On Saturday, I planted annuals and spinach. In just a few days, I'll see sprouts.

This fatal disease hit me the other day when I realized I've never tasted a farm fresh egg before. Not once. I even had a friend in high school who had chickens. They produced such wonderful, beautiful eggs, but I never got a taste. 

And then I started thinking about that silly little dream that came to my 16-year-old-heart. I read an article about nuns who started a cheese farm. Yes, I know, I wasn't your average 16-year-old girl. I mean, can you tell me of any you know who gain inspiration from cheese making nuns? I wanted to live like those nuns. Just me, my four dairy cows (all named after famous queens), and cheese. Glorious cheese.

The dream has shifted slightly. I only want one dairy cow now, and a miniature one at that ( who really needs six gallons of milk a day??) 

So, it's settled. Matt will be infected soon. It's only a matter of time before your spouse catches what you have.

One day, we won't be pouring over books on homesteading and livestock diseases. We'll be pulling potatoes, dusted with the rich soil of the earth, straight out of the ground, making butter from the milk of our own dairy cow and hopefully training Emma to NOT eat the chickens.

One day.


  1. Wait, wait, wait. There are miniature dairy cows? I want one! I'll add it to my wishlist which includes bees and donkeys.

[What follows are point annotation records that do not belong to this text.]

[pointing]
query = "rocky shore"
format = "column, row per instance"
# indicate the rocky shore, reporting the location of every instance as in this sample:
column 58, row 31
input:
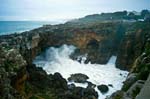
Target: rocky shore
column 20, row 79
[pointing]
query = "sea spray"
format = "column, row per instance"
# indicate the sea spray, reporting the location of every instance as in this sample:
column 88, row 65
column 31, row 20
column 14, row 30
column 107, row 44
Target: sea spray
column 58, row 60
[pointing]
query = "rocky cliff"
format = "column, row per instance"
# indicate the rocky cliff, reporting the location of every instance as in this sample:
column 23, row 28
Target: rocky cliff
column 20, row 79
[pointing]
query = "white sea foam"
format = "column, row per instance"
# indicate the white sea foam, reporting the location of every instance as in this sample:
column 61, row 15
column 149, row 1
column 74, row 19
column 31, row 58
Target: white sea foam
column 58, row 60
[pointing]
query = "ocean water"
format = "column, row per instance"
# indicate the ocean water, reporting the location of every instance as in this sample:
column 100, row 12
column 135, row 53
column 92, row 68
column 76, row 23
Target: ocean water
column 58, row 60
column 10, row 27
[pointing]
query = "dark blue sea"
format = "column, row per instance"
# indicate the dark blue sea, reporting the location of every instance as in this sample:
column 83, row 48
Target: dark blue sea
column 10, row 27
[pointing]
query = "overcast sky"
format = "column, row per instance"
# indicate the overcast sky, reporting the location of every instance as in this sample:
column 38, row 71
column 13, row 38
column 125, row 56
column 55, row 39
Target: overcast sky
column 50, row 10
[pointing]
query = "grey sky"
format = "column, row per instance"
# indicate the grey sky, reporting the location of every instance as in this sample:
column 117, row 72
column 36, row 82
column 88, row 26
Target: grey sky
column 64, row 9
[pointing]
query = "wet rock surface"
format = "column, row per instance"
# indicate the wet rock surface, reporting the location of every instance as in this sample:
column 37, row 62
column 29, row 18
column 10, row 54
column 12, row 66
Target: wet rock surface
column 19, row 79
column 79, row 78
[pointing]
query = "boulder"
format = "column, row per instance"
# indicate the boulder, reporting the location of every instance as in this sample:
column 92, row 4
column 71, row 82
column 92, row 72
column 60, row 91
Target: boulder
column 79, row 78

    Once you've got barnheart you never fully recover!

    1. YES!!! They are bred to be smaller and are popular for families who just want to have access to their own dairy. It's still PLENTY to feed a family of four, use it for baking, ect. There would probably be some left over to give away. They have ALL kinds of miniature cows. Even Scottish Highland cows...my personal favorite. :)

      You should read Made from Scratch by Jenna Woginrich. I may do a book review on it.

    2. It's on my bookshelf! I really enjoyed it too.

  2. Gosh, I hope you weren't infected as a small child when I would stop at the Sweet Home Farm in Elberta, Al. to buy homemade cheese on the way back from the outlet malls. Maybe the virus lay dormant? :)

    I remember watching a PBS documentary about nuns making cheese.